Between missions, the player is given the chance to use points earned in battle on upgrades. And my the upgrade system is considerably unwieldy. The game attempts to go more elaborate than the normal “this upgrade makes your attacks stronger” by offering different ammunition types and modules to purchase. Then it gives the player four different versions of each of the game’s weapons that you can, in theory, load out with different modules and ammo. Trying to wrap your mind around what all this fictional science means is a bit of a long process, and while it may not be much an obstacle for people used to old Mechwarrior games, normal folk who struggle with setting the microwave clock are in for a cold learning process. And why do we need four different versions of each weapon? Most weapons are only compatible with a select few set of mods anyways. The laser weapons in particular seem to be only willing to accept one other ammo type, so why have four of them? This is just another example of a game making things more complex than need be. And children are going to be playing this too, eh?

The comedy of errors continues. People always joke about how absurd ragdoll physics can be, often forgetting how even more absurd things can be without them. Your typical death animation consists of floating in the air for a few seconds, being hung by the invisible rope before crumbling on the floor. The game really has all of three boss fights and I feel no shame spoiling them. You’ll battle against Crimson Dynamo, the Russian villain in an Iron Man suit (and I feel like there’s at least six of those in the Marvel universe.) His attacks include a series of short range explosions and swipes that he’ll randomly attempt, even if you’re a mile away, listening to AC/DC in a Hummer with the troops. His other attack can only be described as the Colossus Grab from Marvel vs Capcom 2; maybe it’s some common Russian Sambo tactic. His version has homing capabilities; as he lunges at you slowly, from a mile away. And yet this goofy reach attack is nyet impossible to dodge. It’s almost funny how slow-paced and yet almost-inescapable this dashing heroic reach technique can be.

There’s also a specific spider tank boss that you’ll fight about 5 or 6 times, with a hearty amount of time spent widdling away at his mighty health bar. Later, in what can either be called a plot swerve or an attempt to reuse as many in-game assets as possible, a spider tank joins your team and you must guide in…yep, an escort mission.
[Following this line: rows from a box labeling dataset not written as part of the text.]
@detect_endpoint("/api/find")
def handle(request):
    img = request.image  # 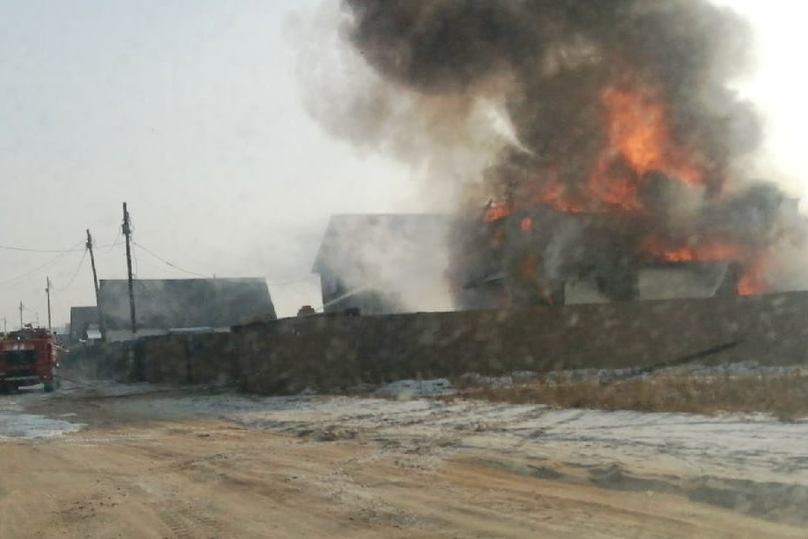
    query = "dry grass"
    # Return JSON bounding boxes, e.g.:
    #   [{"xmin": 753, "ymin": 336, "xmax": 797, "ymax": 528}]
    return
[{"xmin": 454, "ymin": 374, "xmax": 808, "ymax": 421}]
Then there’s that final battle with a giant, hulking Ultimo, which could perhaps be considered a memorable battle in regards to scope, even if the friggin commercial spoils it.
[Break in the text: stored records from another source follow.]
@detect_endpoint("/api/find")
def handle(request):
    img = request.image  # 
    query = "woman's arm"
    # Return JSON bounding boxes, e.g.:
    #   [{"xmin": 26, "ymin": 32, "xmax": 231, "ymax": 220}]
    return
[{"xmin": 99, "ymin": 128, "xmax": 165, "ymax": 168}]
If you are wondering why this review is up so soon, well I’m surprised too. This game is very short, about 4-5 hours long. And that is with a considerable amount of filler; two back-to-back levels (both protection missions of course) take place on the same locale, defending Officer Tenpenny’s warship from incoming Grove Street Families. With the numerous protection missions, this game does feels padded out in length.

The best compliment I can give to Iron Man 2 is that it is a good deal more enjoyable than the first Iron Man video game that Secret Level made. But that statement merely refers to the upgrade from “unplayable” to “playable.” Maybe another year in development could’ve turned this into something special. But the current game feels grossly undercooked. It’s not dreadful, but is not particularly fun either. This game isn’t really worth the $10 rental, to be honest.